Total genomic DNA was extracted from cecal digesta using the DNA Kit (Omega Bio-tek, Norcross, GA) according to the manufacturer's instructions. The V3–V4 hypervariable regions of the bacterial 16S rRNA gene were amplified using primers F338 (5′-ACTCCTACGGGAGGCAGCAG-3′) and R806 (5′-GGACTACHVGGGTWTCTAAT-3′). The PCR conditions were pre-denaturation at 95°C for 3 min, 27 cycles of denaturation at 95°C for 30 s, annealing at 55°C for 30 s, elongation at 72°C for 30 s, and final extension at 72°C for 10 min. Amplicons were extracted from 2% agarose gels, and purified using the AxyPrep DNA Gel Extraction Kit (Axygen Biosciences, Union City, CA) and quantified using QuantiFluor-ST (Promega Corporation, Madison, WI). Purified amplicons were pooled in equimolar concentrations and paired-end sequenced (2 × 300) on an Illumina MiSeq platform (Illumina, San Diego, CA) according to the standard protocols. Raw FASTQ files were demultiplexed, and quality-filtered using QIIME (version 1.17; GitHub, San Francisco, CA). Operational taxonomic units were clustered with 97% similarity cutoff using UPARSE (Edgar, 2013) and chimeric sequences were identified and removed using UCHIME (Edgar et al., 2011). The taxonomy of each 16S rRNA gene sequence was analyzed by RDP Classifier (http://rdp.cme.msu.edu/) against the Silva (SSU128) 16S rRNA database using a confidence threshold of 80%.

Analysis of Short Chain Fatty Acids (SCFA) in Cecum

Samples of cecal digesta were thawed on ice and mixed thoroughly.
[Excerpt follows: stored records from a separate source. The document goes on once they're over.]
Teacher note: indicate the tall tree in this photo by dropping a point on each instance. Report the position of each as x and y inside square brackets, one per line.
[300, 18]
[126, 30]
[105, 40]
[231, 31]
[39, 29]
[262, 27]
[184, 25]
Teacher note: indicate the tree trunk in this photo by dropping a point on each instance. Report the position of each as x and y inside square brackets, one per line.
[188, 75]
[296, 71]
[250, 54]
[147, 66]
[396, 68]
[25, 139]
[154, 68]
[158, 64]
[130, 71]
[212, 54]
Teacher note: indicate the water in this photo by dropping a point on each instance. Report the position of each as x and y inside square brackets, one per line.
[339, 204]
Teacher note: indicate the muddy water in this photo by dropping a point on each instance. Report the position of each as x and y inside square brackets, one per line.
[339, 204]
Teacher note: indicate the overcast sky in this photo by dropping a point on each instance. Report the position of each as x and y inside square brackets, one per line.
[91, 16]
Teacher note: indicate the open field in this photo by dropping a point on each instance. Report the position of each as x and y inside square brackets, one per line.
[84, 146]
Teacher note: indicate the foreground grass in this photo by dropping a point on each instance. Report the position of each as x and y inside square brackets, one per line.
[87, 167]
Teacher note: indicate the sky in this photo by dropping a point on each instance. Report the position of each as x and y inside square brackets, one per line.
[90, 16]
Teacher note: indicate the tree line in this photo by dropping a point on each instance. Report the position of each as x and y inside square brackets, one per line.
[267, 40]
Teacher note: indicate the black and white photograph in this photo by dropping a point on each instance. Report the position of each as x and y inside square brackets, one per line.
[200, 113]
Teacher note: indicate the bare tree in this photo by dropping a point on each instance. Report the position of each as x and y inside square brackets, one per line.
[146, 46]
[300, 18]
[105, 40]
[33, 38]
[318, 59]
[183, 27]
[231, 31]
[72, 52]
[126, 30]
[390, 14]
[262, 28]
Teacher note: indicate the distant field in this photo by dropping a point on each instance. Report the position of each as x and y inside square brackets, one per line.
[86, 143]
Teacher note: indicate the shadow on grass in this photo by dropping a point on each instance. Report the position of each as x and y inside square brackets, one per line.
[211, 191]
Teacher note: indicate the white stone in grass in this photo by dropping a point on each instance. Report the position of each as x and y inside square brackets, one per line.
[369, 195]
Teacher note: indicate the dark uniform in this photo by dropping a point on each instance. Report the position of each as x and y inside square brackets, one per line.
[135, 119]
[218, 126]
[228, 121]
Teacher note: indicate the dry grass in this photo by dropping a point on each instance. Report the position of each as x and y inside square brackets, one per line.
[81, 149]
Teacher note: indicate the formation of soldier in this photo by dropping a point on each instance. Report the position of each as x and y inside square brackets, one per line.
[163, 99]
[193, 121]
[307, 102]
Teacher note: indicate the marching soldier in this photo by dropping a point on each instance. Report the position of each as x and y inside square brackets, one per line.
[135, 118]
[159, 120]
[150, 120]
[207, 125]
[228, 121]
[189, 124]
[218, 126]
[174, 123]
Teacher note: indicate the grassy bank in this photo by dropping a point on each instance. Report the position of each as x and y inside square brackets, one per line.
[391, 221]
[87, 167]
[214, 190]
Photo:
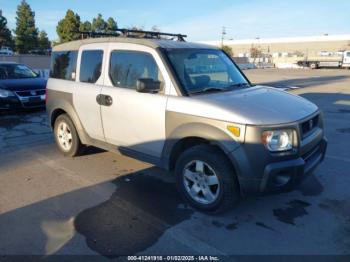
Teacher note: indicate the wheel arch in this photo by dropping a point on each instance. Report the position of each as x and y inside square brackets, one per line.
[192, 134]
[60, 107]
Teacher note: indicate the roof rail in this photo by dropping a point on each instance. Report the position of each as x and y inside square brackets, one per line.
[122, 32]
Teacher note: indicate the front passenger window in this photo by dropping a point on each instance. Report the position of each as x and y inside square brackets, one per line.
[126, 67]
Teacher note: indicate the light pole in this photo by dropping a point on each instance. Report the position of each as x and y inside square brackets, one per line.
[223, 33]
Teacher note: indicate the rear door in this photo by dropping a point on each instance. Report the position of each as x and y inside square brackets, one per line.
[134, 120]
[89, 84]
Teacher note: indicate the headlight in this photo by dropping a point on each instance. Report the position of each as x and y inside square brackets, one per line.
[5, 93]
[278, 140]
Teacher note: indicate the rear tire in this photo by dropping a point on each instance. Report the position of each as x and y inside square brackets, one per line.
[197, 170]
[66, 136]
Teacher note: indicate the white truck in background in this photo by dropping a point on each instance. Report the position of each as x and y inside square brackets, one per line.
[340, 61]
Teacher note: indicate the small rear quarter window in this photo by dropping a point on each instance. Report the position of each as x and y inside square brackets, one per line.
[63, 65]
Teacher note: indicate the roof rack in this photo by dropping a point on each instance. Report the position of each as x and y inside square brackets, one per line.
[122, 32]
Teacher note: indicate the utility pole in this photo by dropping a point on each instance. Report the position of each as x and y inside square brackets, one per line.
[223, 33]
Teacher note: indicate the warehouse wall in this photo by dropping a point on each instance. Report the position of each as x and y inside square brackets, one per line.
[33, 61]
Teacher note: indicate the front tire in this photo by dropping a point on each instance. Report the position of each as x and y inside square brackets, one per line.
[206, 179]
[66, 136]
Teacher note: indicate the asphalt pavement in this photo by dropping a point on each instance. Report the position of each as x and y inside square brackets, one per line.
[106, 204]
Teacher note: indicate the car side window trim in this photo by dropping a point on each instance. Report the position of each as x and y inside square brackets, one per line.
[94, 79]
[160, 73]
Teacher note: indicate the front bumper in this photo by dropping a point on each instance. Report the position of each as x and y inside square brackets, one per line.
[285, 175]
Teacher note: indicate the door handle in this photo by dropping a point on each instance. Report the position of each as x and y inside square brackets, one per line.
[104, 100]
[108, 101]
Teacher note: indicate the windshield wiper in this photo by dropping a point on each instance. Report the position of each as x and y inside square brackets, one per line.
[238, 85]
[209, 89]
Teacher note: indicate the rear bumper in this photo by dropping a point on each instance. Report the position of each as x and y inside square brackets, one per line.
[13, 103]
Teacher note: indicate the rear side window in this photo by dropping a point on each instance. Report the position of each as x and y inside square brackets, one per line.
[126, 67]
[63, 65]
[90, 66]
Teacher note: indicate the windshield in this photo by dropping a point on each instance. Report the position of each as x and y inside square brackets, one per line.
[15, 71]
[204, 70]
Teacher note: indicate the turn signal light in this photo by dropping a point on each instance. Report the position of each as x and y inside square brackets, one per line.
[234, 130]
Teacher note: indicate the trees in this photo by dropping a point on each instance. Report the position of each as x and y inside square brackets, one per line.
[111, 25]
[26, 32]
[67, 28]
[228, 50]
[5, 33]
[99, 24]
[43, 41]
[86, 26]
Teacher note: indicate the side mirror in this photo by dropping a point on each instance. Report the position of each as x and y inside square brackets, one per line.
[148, 85]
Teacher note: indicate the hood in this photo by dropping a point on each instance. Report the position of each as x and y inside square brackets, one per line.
[23, 84]
[259, 105]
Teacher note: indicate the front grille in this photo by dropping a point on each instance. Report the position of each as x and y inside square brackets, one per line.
[307, 126]
[31, 93]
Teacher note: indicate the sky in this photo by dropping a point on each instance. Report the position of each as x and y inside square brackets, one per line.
[201, 20]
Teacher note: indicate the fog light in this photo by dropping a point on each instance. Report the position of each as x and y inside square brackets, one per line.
[281, 179]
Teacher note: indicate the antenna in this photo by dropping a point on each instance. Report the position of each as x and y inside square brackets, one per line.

Then 1.0 g samples were suspended in 8 mL deionized water, and ultrasonic irradiation for 20 min, and then centrifuged at 12,000 × g for 10 min. The supernatant was diluted 50 times and filtered through a 0.22-mm filter. Extracted sample solution was analyzed by an ICS-3000 high-performance ion chromatography system (Dionex, Sunnyvale, CA). The SCFA concentrations were expressed as mg/g of digesta.

Statistical Analysis

This experiment was performed as a complete randomized design (n = 7). Microbial diversity metrics were determined from normalized operational taxonomic unit reads using R software (version 3.2.2; R Foundation for Statistical Computing, Vienna, Austria). The results of α-diversity were analyzed by Kruskal-Wallis H test. The remaining data were analyzed with cage as an experimental unit using GLM procedures of SAS (version 9.2; SAS Institute Inc., Cary, NC) followed by Tukey's tests. Significant difference was declared at P < 0.05, and tendency was declared at 0.05 ≤ P < 0.10.

Results

Growth Performance

The effects of WB supplementation on growth performance of broilers are presented in Table 3. The ADFI during each phase and overall did not differ among the 3 treatments. However, birds fed WB and AGP had lower (P < 0.05) F:G than those fed CON during each phase. In addition, the ADG was greater (P < 0.05) in WB and AGP than in CON during days 1 to 21, but this significant effect was not observed thereafter. As a consequence of the increase in ADG, birds fed WB were heavier than those fed CON during days 1 to 21. There were no significant effects observed for any of the performance parameters between WB and AGP.

Table 3

Effects of wheat bran supplementation on growth performance of broilers.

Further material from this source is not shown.